We wpisie zamieszczonym na Twitterze Straż Graniczna podała, że minionej nocy w odległości 500 metrów od linii granicznej z Białorusią zatrzymano grupę imigrantów – obywateli Iraku.

"Jeden z mężczyzn pomimo reanimacji prowadzonej przez patrol oraz zespół karetki pogotowia zmarł (prawdopodobnie na zawał serca). Kolejny z pozytywnym wynikiem testu na COVID-19 jest w szpitalu" – czytamy w komunikacie SG.

Zwłoki trzech osób na granicy

W niedzielę po południu Straż Graniczna poinformowała o odnalezieniu zwłok trzech osób na terenie przygranicznym z Białorusią. Premier Mateusz Morawiecki mówił później, że osoby te zmarły "na skutek głównie hipotermii i wycieńczenia".

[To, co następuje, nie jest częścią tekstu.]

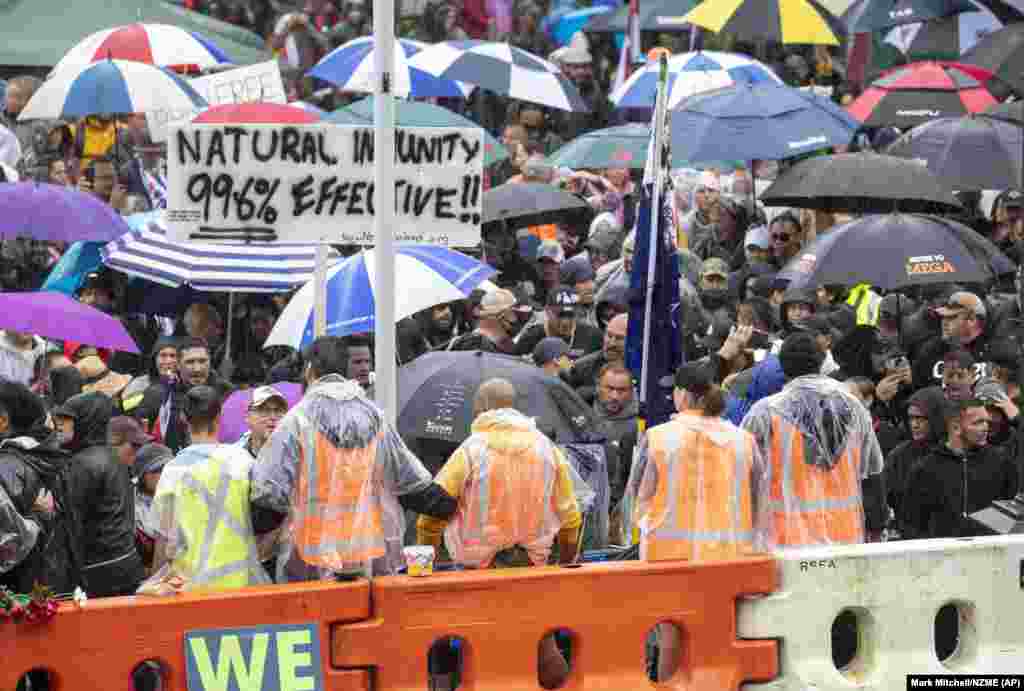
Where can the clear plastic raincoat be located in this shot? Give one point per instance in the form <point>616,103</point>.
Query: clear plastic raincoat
<point>819,442</point>
<point>516,488</point>
<point>202,515</point>
<point>336,467</point>
<point>693,488</point>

Od 2 września w przygranicznym pasie z Białorusią obowiązuje stan wyjątkowy, który obejmuje 183 miejscowości. Został wprowadzony na 30 dni na mocy rozporządzenia prezydenta Andrzeja Dudy, wydanego na wniosek rządu. Sprawa ma związek z koczującymi przy granicy migrantami, których zwożą tam białoruskie służby. Do pomocy funkcjonariuszom SG na granicy skierowano żołnierzy.

Białoruś uruchomiła ruch bezwizowy

Szef MSWiA Mariusz Kamiński oświadczył, że kryzys na granicy polsko-białoruskiej może trwać jeszcze wiele miesięcy. Przekazał też, że reżim Łukaszenki podjął decyzję o uruchomieniu ruchu bezwizowego z takimi państwami jak Pakistan, Jordania, Egipt, południowa Afryka.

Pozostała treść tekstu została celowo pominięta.